I know that fall is a good time to plant grass seed. But it's been pretty cool at night lately and I'm wondering if it's too late to throw some seed down now. 

My next door neighbor just had a lot of trees removed from his woods and they cleared out the majority of the woods because it was mostly dead wood. They graded and smoothed it all out. The soil there is extremely rich and I'm sure grass will grow very well in there. But would it be a waste to throw some seed down now? Two years ago I planted some grass seed in mid October in my front yard and it did great. By Spring you could hardly tell that there had been a tree where I planted it. I just talked to Tractor Supply in Romeo and they have a 50 lb bag of seed for about $62 and I'm thinking about picking it up and giving it a try. I think it's worth a try as opposed to waiting until Spring. What do you think?

Thanks for any input.

John


----------



## jjc155

from working in the lawn/garden line for a while while in college we always recommended planting in early to mid september. days were warm enough and nights cool enough and the seed had enough time to germinate, root and grow alittle before it went dormant. 

I think that the sod farm that we used to get our pallets of sod from always seeded on like 9/20 of every year, based on 50 years of their experience.

J-


----------



## Nascar31Fan

From what I've read I think cold or frost will just slow the growth rate. I think we've got a great week of weather for planting grass seed, off and on rain for like 4 days! Should be perfect.


----------



## Fishcapades

Plant it! John you will be fine.... last year my father put down some seed in late october early november and he now has a beautiful lawn...

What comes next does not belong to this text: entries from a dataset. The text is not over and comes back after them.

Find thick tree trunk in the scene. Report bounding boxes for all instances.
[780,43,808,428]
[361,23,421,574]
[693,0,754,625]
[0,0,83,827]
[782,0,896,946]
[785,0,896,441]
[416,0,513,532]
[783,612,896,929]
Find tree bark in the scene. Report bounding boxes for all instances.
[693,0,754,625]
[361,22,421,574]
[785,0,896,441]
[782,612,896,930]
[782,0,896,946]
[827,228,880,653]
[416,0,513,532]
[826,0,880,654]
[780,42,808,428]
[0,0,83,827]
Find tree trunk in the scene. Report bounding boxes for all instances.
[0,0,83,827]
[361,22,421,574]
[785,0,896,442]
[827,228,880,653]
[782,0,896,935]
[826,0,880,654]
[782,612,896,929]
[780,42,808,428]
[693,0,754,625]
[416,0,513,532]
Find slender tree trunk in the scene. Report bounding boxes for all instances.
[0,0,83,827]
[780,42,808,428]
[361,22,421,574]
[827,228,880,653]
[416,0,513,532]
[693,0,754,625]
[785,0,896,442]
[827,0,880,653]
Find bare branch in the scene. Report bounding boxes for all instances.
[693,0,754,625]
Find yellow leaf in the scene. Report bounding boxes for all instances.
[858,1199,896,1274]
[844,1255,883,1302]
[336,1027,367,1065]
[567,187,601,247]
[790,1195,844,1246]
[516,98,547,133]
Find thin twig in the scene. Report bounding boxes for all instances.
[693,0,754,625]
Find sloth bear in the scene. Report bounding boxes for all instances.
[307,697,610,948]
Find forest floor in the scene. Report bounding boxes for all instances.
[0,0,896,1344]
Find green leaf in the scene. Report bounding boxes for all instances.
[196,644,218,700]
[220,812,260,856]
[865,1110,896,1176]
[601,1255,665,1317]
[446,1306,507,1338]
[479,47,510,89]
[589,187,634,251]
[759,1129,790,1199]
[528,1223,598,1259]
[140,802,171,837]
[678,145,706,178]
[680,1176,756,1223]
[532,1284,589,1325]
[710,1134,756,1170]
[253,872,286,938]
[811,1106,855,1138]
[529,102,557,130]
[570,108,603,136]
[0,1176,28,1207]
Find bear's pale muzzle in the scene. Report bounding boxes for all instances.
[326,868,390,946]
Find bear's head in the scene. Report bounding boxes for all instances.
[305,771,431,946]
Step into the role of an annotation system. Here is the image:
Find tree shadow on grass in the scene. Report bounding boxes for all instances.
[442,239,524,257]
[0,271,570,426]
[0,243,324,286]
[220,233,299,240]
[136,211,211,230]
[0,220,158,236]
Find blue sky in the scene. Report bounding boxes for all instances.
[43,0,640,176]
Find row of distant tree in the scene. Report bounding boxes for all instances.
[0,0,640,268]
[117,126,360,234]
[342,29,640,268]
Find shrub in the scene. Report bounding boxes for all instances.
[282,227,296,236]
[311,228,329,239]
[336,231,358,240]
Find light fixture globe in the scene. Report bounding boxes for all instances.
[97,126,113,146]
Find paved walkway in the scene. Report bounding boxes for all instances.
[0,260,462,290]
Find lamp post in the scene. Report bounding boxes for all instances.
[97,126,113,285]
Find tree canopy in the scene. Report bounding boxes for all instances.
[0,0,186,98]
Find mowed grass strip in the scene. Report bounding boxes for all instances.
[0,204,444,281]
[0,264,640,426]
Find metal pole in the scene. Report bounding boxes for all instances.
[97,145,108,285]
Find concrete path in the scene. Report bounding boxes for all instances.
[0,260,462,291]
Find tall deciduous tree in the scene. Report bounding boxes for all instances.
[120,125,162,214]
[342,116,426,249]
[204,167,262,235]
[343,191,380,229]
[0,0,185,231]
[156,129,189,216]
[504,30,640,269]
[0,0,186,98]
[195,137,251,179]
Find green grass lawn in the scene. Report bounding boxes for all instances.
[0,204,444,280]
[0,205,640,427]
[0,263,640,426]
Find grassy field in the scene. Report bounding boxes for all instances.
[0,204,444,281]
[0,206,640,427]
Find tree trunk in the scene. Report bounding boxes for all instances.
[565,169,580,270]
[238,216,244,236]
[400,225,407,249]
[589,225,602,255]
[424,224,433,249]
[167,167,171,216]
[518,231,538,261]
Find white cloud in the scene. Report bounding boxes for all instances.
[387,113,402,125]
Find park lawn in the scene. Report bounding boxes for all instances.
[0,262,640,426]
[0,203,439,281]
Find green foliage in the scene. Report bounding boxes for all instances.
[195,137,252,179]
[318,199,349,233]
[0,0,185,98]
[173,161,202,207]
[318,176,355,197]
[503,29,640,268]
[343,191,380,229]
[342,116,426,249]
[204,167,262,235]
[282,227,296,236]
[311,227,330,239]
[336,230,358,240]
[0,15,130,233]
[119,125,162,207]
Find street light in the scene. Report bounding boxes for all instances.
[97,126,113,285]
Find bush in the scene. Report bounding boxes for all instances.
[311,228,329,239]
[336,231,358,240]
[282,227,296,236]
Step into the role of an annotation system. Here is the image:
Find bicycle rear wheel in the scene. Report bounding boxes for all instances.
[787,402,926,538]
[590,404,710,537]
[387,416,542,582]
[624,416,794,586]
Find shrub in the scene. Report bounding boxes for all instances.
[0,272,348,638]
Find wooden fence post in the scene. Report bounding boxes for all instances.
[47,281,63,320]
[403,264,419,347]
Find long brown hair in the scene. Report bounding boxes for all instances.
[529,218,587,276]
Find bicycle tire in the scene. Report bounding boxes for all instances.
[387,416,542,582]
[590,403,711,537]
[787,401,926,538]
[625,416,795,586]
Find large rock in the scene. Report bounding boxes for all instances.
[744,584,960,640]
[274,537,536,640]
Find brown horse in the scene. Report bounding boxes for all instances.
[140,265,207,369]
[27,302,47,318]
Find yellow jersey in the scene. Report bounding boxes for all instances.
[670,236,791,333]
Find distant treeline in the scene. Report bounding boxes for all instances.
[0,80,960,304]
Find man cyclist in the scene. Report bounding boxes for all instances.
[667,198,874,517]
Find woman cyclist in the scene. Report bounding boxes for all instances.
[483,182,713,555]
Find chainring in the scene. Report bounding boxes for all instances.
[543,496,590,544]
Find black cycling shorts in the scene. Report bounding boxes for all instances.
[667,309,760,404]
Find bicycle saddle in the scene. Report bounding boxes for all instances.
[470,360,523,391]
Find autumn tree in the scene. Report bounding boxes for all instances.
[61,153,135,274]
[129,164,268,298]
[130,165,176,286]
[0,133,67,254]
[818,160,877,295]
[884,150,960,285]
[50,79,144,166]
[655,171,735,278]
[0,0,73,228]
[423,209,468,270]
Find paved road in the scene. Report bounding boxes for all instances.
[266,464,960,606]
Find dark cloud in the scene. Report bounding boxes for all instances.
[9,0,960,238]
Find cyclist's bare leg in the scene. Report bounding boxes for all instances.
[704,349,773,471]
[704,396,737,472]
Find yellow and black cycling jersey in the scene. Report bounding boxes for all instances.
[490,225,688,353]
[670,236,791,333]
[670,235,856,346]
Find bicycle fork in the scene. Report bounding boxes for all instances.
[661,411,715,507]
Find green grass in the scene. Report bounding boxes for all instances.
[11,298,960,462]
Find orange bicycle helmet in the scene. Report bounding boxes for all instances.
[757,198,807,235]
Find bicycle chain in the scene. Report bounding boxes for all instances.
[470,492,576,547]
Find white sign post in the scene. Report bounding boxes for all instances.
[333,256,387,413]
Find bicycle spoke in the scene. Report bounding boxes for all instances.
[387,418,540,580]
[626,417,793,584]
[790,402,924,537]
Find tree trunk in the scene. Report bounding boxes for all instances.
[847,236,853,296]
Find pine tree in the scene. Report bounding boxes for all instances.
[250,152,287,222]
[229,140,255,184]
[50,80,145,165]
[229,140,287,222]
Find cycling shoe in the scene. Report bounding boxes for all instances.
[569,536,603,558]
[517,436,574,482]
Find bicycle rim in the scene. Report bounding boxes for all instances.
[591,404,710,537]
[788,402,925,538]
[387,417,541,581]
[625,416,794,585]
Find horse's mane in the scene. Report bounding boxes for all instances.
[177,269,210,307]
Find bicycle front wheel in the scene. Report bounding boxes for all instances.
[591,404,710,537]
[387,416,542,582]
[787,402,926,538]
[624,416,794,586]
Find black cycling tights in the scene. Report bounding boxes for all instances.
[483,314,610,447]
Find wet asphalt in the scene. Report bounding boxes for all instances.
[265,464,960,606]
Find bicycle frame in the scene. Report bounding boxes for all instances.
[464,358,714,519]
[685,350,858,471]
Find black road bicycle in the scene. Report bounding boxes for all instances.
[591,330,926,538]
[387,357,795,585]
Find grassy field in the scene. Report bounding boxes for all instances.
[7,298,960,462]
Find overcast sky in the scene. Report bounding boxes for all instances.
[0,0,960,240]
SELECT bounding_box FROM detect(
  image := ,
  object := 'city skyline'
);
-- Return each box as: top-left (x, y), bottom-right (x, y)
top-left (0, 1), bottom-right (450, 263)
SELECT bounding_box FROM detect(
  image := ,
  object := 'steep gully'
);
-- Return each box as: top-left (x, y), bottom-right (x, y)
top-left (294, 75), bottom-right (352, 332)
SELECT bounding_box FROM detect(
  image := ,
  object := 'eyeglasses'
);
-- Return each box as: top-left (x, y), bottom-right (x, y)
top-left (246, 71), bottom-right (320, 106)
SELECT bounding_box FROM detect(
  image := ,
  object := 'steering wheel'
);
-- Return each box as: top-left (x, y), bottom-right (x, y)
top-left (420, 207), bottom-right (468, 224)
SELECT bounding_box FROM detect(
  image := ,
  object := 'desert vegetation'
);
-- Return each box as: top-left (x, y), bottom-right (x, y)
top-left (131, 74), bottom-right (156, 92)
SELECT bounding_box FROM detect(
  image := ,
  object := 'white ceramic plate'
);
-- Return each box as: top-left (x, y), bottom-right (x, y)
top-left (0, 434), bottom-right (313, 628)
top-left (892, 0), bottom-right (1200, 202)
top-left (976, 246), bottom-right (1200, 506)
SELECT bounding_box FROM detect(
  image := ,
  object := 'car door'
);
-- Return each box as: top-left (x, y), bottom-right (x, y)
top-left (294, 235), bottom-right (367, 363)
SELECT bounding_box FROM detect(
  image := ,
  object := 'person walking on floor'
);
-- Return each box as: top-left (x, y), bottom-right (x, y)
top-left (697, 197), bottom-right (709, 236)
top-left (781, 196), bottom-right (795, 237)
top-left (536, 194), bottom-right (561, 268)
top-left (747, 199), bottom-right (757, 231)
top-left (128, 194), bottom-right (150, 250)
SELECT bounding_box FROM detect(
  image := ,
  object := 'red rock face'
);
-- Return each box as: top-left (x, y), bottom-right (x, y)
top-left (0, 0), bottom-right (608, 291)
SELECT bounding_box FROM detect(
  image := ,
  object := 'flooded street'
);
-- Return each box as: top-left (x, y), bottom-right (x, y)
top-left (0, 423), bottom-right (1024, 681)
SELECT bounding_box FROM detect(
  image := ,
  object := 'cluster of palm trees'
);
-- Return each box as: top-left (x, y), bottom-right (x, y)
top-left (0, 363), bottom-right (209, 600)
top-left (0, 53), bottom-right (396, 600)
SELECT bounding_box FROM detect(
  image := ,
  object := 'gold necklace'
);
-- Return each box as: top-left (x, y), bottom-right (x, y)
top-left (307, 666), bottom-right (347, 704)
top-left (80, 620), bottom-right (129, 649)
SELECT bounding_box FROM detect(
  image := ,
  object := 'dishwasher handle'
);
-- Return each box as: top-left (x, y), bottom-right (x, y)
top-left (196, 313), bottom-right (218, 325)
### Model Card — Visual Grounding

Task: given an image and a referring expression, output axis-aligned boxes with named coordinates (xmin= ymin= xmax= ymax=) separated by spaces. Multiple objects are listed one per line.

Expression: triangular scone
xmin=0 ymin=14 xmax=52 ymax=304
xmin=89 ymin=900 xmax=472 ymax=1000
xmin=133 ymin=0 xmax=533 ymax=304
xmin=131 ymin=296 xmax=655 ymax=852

The rain this weekend will be perferct.

Carl


----------



## jpollman

Thanks guys. 

It's been planted! 

I went up to Tractor Supply in Romeo only to find that they were out of grass seed for the season. So on the way home I stopped at Rocks 'N Roots just a mile or so south of TSC and picked up a 50 lb bag. The guy there said that yes it is getting to be the tail end of the planting season but it is still fine to put down now. I've been hearing about several days of wet cool weather so I figured it would be ideal for planting grass seed. I got back and ran a landscape rake over a few areas that were a little rough and then spread the seed. It should start coming in pretty nice this spring I'm sure.

Take care

John


----------



## Fishndude

Now is a fine time to seed a lawn. Some of the seeds will sprout this Fall, and will be on their way to being a lawn by Spring. More seeds will sprout in Spring, and by June you should have nice grass. 

I put down Scotts Turf Builder with HALTS every Spring. It coats seeds, and keeps them from sprouting - designed to keep crabgrass and other annual weeds from growing. BUT, I am careful not to put HALTS down (because it has to be applied in Spring, the 3rd or 4th week of March to be effective) where I sowed grass the previous Spring - or it will keep any un-sprouted seeds from sprouting. Learned that the hard way.

After you seed, see if you can get some grass clippings or straw down to kind of cover the seeds. It helps keep them moist until they sprout, and helps insulate the young grass over the winter. Not 2" of clippings, but enough to lightly cover the ground about .25 inch thick. Also, put down an application of fertilizer. Don't bother with expensive stuff - get the generic 10/10/10 formula from Home Depot. I always give my lawn a nice shot right around Halloween, and when it warms up in Spring, my grass just shoots right up, and is thick and green from about late April til snow covers it. I do a couple more applications througout the growing season - with generic 10/10/10. Cheap, easy, and effective. But I get Scotts with HALTS for that first application in Spring.


----------